Fair enough, but seeing as this person does not have access to a club or training of the calibre you offer do you think it is realistic to tell him to train as such?

Part of the reason the dog is "alseep" is because he is more concern with position than watching for the escape and i think that is the downfall of the position, especially when trained by novice handlers, such as i. I have seen other dogs where the decoy could haul ass and run, and it wouldn't trigger a bite the dog would just run faster with the decoy. To get a dog to worry about position and vigilance between the legs take a fair bit more of experienceand consistancy. If you do not have access to an experienced decoy on a consistant basis i do not think it is a viable option. 

Altho i will say my dog was not nearly as dirty in the between the legs escort. 

Wasn't showing the highlight reel from the coupe of france just happened to have a clip of my own lowly dog and the difference in one session.


----------



## Thomas Barriano (Mar 27, 2006)

I need to start ring escort training with Arya soon 
I think I'll go with the nose poke, where the dog alternates between butt poke and crotch poke depending which way the decoy is moving. Opinions?


----------



## Tamara McIntosh (Jul 14, 2009)

Thomas Barriano said:


> I need to start ring escort training with Arya soon
> I think I'll go with the nose poke, where the dog alternates between butt poke and crotch poke depending which way the decoy is moving. Opinions?


It ain't all it's cut out to be thomas. Lol


----------



## Jojo Bautista (Mar 7, 2010)

Thomas Barriano said:


> I need to start ring escort training with Arya soon
> I think I'll go with the nose poke, where the dog alternates between butt poke and crotch poke depending which way the decoy is moving. Opinions?


Have you seen this video from Jimmy Vanhove?

http://youtu.be/oxcvICbWQhg

Atb


----------



## Thomas Barriano (Mar 27, 2006)

Jojo Bautista said:


> Have you seen this video from Jimmy Vanhove?
> 
> http://youtu.be/oxcvICbWQhg
> 
> Atb


That's the style escort I want to start teaching Arya.
I was at that seminar (one day of it at least) in Colorado but I hadn't seen that video.

FYI The ruins in the background are the remains of the Castle Wood canyon dam that burst in August of 1933 sending a wall of water all the way to downtown Denver. In fact the Rocky Mountain Mondio Training field used to be under water.
Back to dog training


----------



## Ted Summers (May 14, 2012)

Here's an awesome video of a guard. At about :44 they start bitework, you can see how vigilant the dog is.

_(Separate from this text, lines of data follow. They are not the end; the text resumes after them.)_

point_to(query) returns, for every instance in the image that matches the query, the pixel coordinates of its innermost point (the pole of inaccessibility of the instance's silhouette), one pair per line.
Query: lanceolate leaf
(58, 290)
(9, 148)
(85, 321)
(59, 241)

Escorting from between the legs is hard to get away from if the dog is paying attention. It requires a pretty experienced decoy to do it and teach it. There are some pretty cool vids out that show an experience decoy trying to get away from the dog by straddling a tunnel, a mini saw horse, a garden chair, and other stuff. Each time the dog picks a side and waits for the decoy to make a run for the opposite side of the object. 

http://www.youtube.com/watch?v=IVd0gKUjzZE&list=UUN6zx6yPGS-bhnUCtNm8pGA&index=7

As an aside.... at the beginning that guy has some pretty big balls to work that dog like that. No collar, no e collar, no sleeve, no hidden sleeve, no suit. Awesome dog.....


----------



## Thomas Barriano (Mar 27, 2006)

Awesome dog, retarded training. Especially the 1st part where the decoy doesn't even have a tug to feed the dog :-(


----------



## Ted Summers (May 14, 2012)

I agree. If you look at CPIs website they *only* do PPD. I suspect they'd do sport dogs or LE but they have carved themselves a niche and fill it nicely. Why sell a $20,000 dog to LE and be bother with certifications and such when aome will pay you $65,000 for a trained dog? That dog in the video (Jett) was sold as a PPD dog and what you're seeing is his 'sales' video. The vid they;d send to prospective buyers. I'm willing to bet that that dog was trained the same way we; with tugs and suits. You can't argue with the results. If you look their YouTube channel they have some pretty impressive dogs and training. The muzzle fight video (MMA) is pretty funny/corney but the Mali (Floran) in the vid is for sale right now..... for $65,000 #-o 

From their "info" page: "_We want the precision usually found in the sport of Schutzhund, but with functionality. We want the advanced control found in Ring Sports, but functional in everyday life. Of course we want viable protection like that found in the best of European K9 law enforcement. There too we want it with greater control and with the functionality of our Advanced Handler Protection™ exercises. And we want the dogs we work with to be as highly motivated as possible, but we don’t want that motivation to be dependent on toys and food as is common with many sport dogs._"


----------